[LLVMdev] loop vectorizer misses opportunity, exploit

Thu Oct 31 10:38:15 PDT 2013

On 31/10/13 13:34, Hal Finkel wrote:
> ----- Original Message -----
>> Hi Nadav,
>>
>> that's the whole point of it. I can't in general make the index
>> calculation simpler. The example given is the simplest non-trivial
>> index function that is needed. It might well be that it's that
>> simple that the index calculation in this case can be thrown aways
>> altogether and - as you say - be replaced by the simple loop you
>> mentioned. However, this cannot be done in the general case. In the
>> general case the index calculation requires the 'rem' and 'div'
>> instruction. The OR instruction must be the result of an arithmetic
>> transformation of one of the previous passes (due to -O3?).
>>
>> I don't see a way around to make the vectorizers recognize such
>> arithmetic operations.
>>
>> Do you think this can be done relatively quickly or does this involve
>> a huge effort?
>>
>> What does 'stepping through' the loop vectorizer mean? Using the
>> debugger and step through the program? Probably not. Is the way to
>> go, to alter the 'canVectorize' function print debug output to see
>> what's going on?
>>
>> Hal, you seem to know the loop vectorizer.
> Heh ;) Nadav wrote it.
I know. But you said that it doesn't use the SCEV AA information but 
uses its interal SCEV. Being able to say this requires knowledge of the 
loop vectorizer. That's why I said it.
>
> I've CC'd Andy, who is our SCEV expert; hopefully he can comment on how difficult it would be to make SCEV understand the indexing calculations.
>
>   -Hal
>
>> Is this the place to look
>> at or is the SLP vectorizer the more promising place?
>>
>> Frank
>>
>>
>> On 31/10/13 12:50, Nadav Rotem wrote:
>>
>>
>>
>> Hi Frank,
>>
>>
>> This loop should be vectorized by the SLP-vectorizer. It has several
>> scalars (C[0], C[1] … ) that can be merged into a vector. The SLP
>> vectorizer can’t figure out that the stores are consecutive because
>> SCEV can’t analyze the OR in the index calculation:
>>
>> %2 = and i64 %i.04, 3
>> %3 = lshr i64 %i.04, 2
>> %4 = shl i64 %3, 3
>> %5 = or i64 %4, %2
>> %11 = getelementptr inbounds float* %c, i64 %5
>> store float %10, float* %11, align 4, !tbaa !0
>>
>>
>> You wrote that you want each iteration to look like this:
>>
>>
>>
>>
>>
>>
>>
>> i 0: 0 1 2 3
>> i 4: 8 9 10 11
>> i 8: 16 17 18 19
>> i 12: 24 25 26 27
>>
>>
>>
>> Why can’t you just write a small loop like this: for (i=0; i<4; i++)

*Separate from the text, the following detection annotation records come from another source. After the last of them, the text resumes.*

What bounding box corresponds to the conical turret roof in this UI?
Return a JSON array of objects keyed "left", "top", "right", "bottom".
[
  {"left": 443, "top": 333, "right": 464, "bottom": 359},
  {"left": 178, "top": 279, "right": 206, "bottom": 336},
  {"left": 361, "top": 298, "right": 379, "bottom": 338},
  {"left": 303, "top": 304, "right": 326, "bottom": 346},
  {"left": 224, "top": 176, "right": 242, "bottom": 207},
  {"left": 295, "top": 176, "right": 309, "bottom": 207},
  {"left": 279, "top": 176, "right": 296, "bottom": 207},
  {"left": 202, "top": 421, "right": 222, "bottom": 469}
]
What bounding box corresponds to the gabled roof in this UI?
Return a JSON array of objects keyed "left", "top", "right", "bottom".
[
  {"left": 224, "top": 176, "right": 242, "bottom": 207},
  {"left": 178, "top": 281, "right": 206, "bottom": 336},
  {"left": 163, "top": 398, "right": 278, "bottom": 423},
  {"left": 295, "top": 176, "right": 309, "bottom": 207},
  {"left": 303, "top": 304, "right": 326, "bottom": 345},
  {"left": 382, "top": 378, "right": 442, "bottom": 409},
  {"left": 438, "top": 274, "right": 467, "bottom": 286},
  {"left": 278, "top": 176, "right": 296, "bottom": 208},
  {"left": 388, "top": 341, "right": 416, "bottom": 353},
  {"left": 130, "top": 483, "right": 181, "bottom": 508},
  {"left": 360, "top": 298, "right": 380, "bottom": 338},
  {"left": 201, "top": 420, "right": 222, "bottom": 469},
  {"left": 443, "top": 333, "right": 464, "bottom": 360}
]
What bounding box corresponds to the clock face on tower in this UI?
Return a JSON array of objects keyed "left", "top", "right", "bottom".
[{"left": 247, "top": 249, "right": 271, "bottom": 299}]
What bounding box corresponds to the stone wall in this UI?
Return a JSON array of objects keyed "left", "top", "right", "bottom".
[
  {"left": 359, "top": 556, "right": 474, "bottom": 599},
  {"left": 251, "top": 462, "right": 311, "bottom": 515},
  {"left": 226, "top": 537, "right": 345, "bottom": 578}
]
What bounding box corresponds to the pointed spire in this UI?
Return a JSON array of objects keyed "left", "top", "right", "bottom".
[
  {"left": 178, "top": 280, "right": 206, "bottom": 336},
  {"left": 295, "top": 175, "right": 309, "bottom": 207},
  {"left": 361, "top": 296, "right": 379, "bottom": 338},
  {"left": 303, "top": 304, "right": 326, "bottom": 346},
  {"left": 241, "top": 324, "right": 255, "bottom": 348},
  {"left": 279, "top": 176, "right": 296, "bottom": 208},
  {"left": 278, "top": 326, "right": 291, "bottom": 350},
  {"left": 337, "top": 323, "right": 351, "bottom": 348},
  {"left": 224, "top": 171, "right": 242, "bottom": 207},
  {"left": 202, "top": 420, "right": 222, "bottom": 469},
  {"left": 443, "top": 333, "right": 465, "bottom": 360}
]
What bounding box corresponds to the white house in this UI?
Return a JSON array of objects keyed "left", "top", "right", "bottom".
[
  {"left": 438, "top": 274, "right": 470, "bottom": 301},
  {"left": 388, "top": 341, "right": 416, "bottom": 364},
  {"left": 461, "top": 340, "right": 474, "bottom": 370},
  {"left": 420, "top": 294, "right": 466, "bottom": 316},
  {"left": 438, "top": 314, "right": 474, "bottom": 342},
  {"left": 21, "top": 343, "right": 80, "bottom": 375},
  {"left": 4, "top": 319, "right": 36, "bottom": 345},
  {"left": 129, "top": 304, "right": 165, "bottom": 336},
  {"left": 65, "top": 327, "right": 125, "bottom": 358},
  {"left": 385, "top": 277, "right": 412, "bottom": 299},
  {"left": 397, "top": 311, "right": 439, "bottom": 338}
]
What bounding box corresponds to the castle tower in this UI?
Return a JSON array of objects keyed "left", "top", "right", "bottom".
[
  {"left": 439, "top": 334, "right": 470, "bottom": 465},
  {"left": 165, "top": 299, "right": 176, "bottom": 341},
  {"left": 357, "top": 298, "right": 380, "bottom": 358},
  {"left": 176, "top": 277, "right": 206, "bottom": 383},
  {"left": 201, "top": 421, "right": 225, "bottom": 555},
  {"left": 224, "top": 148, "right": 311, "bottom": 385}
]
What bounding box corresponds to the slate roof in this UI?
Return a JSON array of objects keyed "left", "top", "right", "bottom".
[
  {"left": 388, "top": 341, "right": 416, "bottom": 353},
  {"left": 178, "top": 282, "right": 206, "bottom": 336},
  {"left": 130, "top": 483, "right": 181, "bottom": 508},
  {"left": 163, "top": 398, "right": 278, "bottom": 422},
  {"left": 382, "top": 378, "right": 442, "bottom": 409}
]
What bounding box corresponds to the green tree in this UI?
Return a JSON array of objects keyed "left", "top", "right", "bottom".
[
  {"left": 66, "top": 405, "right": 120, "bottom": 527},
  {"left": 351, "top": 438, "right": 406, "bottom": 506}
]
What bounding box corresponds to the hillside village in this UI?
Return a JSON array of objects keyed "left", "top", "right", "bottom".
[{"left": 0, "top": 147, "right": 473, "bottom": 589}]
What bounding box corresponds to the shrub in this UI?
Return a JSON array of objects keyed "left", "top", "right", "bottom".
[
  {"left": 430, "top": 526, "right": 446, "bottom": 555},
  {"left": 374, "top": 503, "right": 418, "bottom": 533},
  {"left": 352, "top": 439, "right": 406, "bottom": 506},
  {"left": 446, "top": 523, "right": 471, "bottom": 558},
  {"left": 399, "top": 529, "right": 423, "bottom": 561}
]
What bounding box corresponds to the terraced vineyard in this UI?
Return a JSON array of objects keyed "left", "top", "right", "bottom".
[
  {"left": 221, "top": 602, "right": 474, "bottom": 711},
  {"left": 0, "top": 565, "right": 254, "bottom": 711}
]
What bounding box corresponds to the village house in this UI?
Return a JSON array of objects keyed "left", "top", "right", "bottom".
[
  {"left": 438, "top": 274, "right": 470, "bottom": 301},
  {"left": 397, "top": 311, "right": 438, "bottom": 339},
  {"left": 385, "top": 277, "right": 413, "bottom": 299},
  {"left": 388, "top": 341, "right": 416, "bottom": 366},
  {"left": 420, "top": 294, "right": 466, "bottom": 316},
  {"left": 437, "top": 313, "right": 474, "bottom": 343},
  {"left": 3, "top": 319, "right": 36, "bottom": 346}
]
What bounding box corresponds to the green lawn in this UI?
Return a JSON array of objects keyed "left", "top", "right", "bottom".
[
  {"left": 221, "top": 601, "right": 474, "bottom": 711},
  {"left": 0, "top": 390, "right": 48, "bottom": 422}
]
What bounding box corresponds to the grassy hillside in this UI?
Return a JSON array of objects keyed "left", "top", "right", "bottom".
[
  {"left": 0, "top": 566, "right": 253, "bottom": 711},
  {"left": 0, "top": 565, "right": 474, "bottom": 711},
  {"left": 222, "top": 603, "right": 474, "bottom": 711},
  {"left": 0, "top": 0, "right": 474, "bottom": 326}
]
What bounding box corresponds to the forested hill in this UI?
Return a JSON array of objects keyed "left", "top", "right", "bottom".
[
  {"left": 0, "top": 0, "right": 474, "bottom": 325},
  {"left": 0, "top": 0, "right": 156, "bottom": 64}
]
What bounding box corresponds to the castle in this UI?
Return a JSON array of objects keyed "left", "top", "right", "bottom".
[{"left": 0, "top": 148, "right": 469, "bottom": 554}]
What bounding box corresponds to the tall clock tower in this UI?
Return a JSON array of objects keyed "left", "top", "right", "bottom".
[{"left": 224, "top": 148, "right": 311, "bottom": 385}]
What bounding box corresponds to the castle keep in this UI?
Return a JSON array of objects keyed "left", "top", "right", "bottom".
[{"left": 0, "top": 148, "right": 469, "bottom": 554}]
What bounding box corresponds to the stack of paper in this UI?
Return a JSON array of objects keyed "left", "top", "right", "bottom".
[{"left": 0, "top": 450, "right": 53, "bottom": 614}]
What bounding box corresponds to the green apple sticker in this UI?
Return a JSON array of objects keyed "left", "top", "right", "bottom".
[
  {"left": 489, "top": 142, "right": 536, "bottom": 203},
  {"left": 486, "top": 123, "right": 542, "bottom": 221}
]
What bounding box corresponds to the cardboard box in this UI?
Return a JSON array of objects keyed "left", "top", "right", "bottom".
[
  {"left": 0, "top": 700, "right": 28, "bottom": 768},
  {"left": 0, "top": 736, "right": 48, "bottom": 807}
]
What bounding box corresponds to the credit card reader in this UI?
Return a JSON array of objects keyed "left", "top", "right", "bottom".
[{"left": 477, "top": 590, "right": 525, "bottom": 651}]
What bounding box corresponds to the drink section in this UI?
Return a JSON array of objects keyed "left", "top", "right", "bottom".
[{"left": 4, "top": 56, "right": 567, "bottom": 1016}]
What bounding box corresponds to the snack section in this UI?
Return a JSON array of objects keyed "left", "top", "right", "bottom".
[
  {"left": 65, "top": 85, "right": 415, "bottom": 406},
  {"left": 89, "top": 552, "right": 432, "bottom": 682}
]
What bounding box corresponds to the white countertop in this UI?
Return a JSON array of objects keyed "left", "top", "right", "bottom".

>> C[i] = A[i] + B[i] ?? Either the unroller will unroll it and the
>> SLP-vectorizer will vectorize the unrolled iterations, or the
>> loop-vectorizer would catch it.
>>
>>
>> Thanks,
>> Nadav
>>
>>
>> On Oct 31, 2013, at 8:01 AM, Frank Winter < fwinter at jlab.org > wrote:
>>
>>
>>
>>
>> A quite small but yet complete example function which all
>> vectorization passes fail to optimize:
>>
>> #include <cstdint>
>> #include <iostream>
>>
>> void bar(std::uint64_t start, std::uint64_t end, float * __restrict__
>> c, float * __restrict__ a, float * __restrict__ b)
>> {
>> for ( std::uint64_t i = start ; i < end ; i += 4 ) {
>> {
>> const std::uint64_t ir0 = (i+0)%4 + 8*((i+0)/4);
>> c[ ir0 ] = a[ ir0 ] + b[ ir0 ];
>> }
>> {
>> const std::uint64_t ir0 = (i+1)%4 + 8*((i+1)/4);
>> c[ ir0 ] = a[ ir0 ] + b[ ir0 ];
>> }
>> {
>> const std::uint64_t ir0 = (i+2)%4 + 8*((i+2)/4);
>> c[ ir0 ] = a[ ir0 ] + b[ ir0 ];
>> }
>> {
>> const std::uint64_t ir0 = (i+3)%4 + 8*((i+3)/4);
>> c[ ir0 ] = a[ ir0 ] + b[ ir0 ];
>> }
>> }
>> }
>>
>> The loop index and array accesses for the first 4 iterations:
>>
>> i 0: 0 1 2 3
>> i 4: 8 9 10 11
>> i 8: 16 17 18 19
>> i 12: 24 25 26 27
>>
>> For example on an x86 processor with SSE (128 bit SIMD vectors) the
>> loop body could be vectorized into 2 SIMD reads, 1 SIMD add and 1
>> SIMD store.
>>
>> With current trunk I tried the following on the above example:
>>
>> clang++ -emit-llvm -S loop_minimal.cc -std=c++11
>> opt -O3 -vectorize-slp -S loop_minimal.ll
>> opt -O3 -loop-vectorize -S loop_minimal.ll
>> opt -O3 -bb-vectorize -S loop_minimal.ll
>>
>> All optimization passes miss the opportunity. It seems the SCEV AA
>> pass doesn't understand modulo arithmetic.
>>
>> How can the SCEV AA pass be extended to handle this type of
>> arithmetic? Frank
>>
>> On 31/10/13 02:21, Renato Golin wrote:
>>
>>
>> On 30 October 2013 18:40, Frank Winter < fwinter at jlab.org > wrote:
>>
>>
>>
>>
>>
>>
>> const std::uint64_t ir0 = (i+0)%4; // not working
>>
>>
>>
>> I thought this would be the case when I saw the original expression.
>> Maybe we need to teach module arithmetic to SCEV?
>>
>> --renato
>>
>>
>>
>>
>>